Monday 28 November 2011

So, this is why we are here...

Welcome to my first ever blog. I've been gently nudged (/bullied) by a friend in this direction in the hope that lurking around this corner of cyber space is a fabulously wealthy publisher who is going to take one look at this and realise I'm the next Slyvia Plath/William Golding/Enid Blyton (though probably not Slyvia Plath because she was batshit crazy. Or William Golding because there was a rumour going around my Year 13 English Lit class that he was a paedophile. Or Enid Blyton because I hate children. In fact, I hate children so much I think I'd just prefer to be the next Slvia Plath and be batshit crazy). Either way, I want to be a writer and this is about as close as I'm going to get to it at the moment.

People that say they prefer movies to books make me so angry. I'm talking really, really angry. But it also puts me in a really patronising frame of mind which, coupled with me being really angry, is never going to end well. When someone tells me they 'find reading really boring', I immediately assume they are the most mindless, unimaginative thickos to walk the planet. Reading a book and watching a film just aren't on the same level and they never can be. It's utterly impossible. 

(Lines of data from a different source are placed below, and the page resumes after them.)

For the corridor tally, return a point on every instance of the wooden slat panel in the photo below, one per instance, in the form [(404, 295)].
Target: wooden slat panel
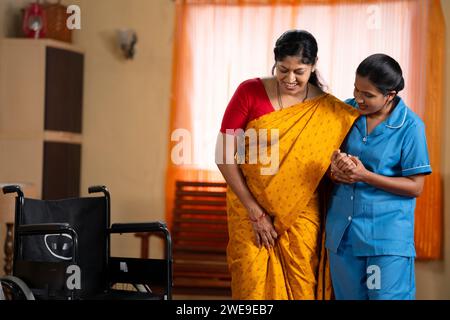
[(179, 202), (200, 236), (200, 184), (181, 211), (199, 221), (181, 193), (196, 249), (207, 283)]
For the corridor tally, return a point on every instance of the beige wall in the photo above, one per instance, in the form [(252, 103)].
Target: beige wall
[(126, 107), (433, 278)]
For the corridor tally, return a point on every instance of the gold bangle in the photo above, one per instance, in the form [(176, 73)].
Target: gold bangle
[(257, 219)]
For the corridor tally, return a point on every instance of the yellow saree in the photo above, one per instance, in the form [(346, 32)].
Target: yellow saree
[(295, 268)]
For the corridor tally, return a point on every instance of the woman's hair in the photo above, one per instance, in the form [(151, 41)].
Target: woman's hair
[(383, 71), (301, 44)]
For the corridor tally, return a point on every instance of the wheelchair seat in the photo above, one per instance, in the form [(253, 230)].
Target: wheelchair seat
[(62, 252)]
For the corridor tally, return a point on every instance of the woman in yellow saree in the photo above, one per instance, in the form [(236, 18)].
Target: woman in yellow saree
[(275, 248)]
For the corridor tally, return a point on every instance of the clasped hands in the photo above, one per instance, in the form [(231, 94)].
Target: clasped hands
[(263, 228), (346, 168)]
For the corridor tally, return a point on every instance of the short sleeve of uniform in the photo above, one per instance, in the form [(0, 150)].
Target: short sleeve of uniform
[(237, 112), (415, 159)]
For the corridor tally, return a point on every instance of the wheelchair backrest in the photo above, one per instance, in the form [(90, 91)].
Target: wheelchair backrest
[(41, 253)]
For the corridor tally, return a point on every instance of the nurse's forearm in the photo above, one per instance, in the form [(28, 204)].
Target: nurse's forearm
[(404, 186)]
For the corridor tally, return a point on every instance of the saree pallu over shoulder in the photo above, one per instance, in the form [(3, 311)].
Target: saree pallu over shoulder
[(301, 140)]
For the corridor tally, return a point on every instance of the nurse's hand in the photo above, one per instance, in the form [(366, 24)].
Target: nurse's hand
[(342, 161), (359, 173)]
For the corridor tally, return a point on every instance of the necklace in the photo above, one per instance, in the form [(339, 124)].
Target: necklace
[(280, 102)]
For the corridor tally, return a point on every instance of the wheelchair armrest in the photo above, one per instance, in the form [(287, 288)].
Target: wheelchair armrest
[(50, 228), (138, 227), (44, 228)]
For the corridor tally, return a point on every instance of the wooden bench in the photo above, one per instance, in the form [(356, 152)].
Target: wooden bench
[(200, 236)]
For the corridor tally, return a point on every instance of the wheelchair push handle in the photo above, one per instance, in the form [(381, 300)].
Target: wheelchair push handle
[(96, 189)]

In reading a book the author is creating the framework of the story but it is up to you to really flesh it out in your mind. A writer can tell you that the main protagonist has curly hair, but it gives you leeway to imagine just how curly that hair is. Does it twist around the shell of his ear? If you pull it does it spring back into place? Does he wash it every day? A book gives you the story but leaves you with enough space to create your own meaning to it, something that film just cannot achieve. Everything within film is chosen for you - you don't have the choice of deciding just what kind of curly hair the guy has because it's been chosen for you in some casting office in the centre of sunny Hollywood. And when the guy with just the right type of curly hair has been chosen, he probably went and got a coffee or maybe he met up with his girlfriend or did his laundry. You don't have that in books, your own personal character is immortalised. He'll never get drunk and throw up and gets caught by the paparazzi with little chunks of puke in his hair, because the author hasn't told you that happens and you don't want it to. You get to decide.

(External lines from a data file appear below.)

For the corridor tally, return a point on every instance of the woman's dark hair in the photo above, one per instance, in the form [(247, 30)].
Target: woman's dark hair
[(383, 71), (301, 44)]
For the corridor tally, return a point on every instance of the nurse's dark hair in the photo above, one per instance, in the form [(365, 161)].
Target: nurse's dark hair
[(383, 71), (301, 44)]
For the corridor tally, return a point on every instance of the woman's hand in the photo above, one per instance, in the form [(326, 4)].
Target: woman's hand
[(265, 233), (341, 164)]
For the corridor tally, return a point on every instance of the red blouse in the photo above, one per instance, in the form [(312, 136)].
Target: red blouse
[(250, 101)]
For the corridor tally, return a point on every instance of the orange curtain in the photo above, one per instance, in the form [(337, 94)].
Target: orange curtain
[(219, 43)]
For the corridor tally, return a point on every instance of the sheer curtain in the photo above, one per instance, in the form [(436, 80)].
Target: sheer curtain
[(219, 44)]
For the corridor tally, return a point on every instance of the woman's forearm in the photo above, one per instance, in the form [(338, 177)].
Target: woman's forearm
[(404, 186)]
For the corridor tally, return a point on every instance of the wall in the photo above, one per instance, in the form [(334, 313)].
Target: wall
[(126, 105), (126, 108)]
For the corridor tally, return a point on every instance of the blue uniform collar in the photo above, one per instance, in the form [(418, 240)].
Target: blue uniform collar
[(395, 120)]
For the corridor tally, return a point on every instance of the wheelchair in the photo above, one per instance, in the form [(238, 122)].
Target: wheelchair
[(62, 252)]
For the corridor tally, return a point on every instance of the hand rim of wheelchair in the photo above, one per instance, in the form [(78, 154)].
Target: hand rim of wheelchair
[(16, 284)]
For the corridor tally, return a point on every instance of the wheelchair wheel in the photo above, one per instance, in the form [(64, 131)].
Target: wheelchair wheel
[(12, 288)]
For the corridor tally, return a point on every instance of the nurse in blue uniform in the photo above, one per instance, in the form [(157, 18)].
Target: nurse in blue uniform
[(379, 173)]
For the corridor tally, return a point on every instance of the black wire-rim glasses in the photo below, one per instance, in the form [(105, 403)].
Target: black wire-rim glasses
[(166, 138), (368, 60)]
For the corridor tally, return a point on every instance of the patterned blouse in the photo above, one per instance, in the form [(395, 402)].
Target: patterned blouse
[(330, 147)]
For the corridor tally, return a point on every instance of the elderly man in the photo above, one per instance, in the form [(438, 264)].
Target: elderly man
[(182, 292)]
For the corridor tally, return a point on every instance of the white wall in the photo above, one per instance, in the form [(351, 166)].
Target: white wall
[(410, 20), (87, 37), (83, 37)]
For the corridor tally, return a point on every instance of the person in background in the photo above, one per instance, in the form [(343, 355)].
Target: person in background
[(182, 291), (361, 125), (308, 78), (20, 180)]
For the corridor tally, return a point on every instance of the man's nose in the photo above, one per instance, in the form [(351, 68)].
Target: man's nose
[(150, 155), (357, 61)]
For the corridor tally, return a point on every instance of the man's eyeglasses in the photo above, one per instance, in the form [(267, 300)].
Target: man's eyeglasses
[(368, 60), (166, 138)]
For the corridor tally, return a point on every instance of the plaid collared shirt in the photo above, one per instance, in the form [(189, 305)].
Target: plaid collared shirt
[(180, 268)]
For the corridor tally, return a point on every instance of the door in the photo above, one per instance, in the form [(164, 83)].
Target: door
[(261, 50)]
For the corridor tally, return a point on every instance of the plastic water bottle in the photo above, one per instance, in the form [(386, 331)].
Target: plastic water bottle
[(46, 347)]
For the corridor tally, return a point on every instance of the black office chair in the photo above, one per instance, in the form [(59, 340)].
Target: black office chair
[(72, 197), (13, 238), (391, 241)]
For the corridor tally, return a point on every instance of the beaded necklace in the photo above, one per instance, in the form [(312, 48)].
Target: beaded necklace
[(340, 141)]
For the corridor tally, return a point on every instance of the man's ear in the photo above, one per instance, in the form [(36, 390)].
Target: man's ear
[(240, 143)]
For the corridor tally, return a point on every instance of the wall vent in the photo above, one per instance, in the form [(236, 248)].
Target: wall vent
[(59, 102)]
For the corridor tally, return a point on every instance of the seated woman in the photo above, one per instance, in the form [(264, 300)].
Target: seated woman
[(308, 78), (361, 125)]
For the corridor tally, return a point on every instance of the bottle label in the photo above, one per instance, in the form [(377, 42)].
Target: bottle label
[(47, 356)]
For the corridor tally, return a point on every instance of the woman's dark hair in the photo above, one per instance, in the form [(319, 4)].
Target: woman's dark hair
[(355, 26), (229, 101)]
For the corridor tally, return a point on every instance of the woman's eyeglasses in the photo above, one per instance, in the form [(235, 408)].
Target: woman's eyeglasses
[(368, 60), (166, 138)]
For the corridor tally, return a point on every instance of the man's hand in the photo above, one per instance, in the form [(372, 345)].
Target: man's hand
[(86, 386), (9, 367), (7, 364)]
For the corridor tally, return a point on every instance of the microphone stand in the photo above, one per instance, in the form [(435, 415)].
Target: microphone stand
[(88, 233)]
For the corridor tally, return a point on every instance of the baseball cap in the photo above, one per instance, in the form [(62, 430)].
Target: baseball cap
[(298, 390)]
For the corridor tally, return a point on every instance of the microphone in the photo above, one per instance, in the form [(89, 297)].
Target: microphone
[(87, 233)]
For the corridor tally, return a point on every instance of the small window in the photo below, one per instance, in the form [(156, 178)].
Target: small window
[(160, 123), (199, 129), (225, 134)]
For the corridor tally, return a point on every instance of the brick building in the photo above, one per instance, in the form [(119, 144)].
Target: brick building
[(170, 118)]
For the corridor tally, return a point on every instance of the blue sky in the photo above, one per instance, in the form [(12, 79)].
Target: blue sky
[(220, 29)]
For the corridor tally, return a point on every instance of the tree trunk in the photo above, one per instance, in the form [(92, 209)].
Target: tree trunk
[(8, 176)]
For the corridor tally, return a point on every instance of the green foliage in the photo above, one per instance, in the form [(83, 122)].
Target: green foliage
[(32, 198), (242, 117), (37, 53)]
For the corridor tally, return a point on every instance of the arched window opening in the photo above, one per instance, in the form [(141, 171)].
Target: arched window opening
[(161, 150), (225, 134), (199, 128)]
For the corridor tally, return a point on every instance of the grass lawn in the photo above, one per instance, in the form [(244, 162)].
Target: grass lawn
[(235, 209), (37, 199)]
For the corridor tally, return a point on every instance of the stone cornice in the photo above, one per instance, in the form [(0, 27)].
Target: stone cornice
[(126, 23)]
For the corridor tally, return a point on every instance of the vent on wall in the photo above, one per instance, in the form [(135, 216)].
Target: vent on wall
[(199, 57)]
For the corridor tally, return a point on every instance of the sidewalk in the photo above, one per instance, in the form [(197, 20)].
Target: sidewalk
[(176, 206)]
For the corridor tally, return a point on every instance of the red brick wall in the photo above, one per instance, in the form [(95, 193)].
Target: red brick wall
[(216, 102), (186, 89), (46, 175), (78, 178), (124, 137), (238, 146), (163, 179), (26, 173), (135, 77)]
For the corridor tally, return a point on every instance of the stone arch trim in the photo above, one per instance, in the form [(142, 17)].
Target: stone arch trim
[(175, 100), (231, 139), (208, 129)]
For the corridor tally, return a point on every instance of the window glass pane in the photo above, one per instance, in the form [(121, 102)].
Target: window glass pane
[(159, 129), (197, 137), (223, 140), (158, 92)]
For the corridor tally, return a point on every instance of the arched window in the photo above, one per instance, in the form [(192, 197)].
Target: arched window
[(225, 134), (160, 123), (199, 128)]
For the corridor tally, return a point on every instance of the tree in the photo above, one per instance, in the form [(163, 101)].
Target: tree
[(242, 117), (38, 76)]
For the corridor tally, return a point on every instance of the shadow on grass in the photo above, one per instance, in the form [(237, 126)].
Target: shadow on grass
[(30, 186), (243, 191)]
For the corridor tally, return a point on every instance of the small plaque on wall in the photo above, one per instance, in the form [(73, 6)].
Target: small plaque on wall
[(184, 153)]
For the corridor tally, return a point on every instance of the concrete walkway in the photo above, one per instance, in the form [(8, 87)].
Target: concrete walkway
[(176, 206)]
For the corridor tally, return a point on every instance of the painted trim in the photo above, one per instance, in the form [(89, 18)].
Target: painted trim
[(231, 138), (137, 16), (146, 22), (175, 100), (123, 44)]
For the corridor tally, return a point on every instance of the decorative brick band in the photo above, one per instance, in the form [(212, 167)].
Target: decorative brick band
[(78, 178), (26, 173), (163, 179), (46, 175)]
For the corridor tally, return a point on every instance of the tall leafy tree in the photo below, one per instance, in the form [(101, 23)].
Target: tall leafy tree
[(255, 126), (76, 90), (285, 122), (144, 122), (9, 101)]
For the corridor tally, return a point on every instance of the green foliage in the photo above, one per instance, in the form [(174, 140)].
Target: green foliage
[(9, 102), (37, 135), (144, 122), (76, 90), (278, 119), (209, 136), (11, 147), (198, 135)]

I think that's the reason so many book-lovers (myself included) always come away saying from a film saying, 'it was good but the book was better'. You create a character that only exists in your head and as soon as they've been turned into someone elses take of the character, that's it, the illusion is shattered and your character is dead. I recently went to the cinema to see a film adaptation of my favourite book, 'We Need To Talk About Kevin'. Tilda Swinton plays Eva and the reviews said she did it well. And I suppose, on an acting level, she did play her well. But she wasn't my Eva. She wasn't the character that I had grown to love, the character I'd go on to wonder what had happened to, everything from the colour of her eyes to the way she moved was wrong for me. I'd let my imagination run wild and then the film was released and everything was reeled back in. Cinema narrows the imagination and pushes it into someone else's box, reading causes the imagination to explode and take flight, and if I can do that for even one person, I've achieved everything I could ever hope for.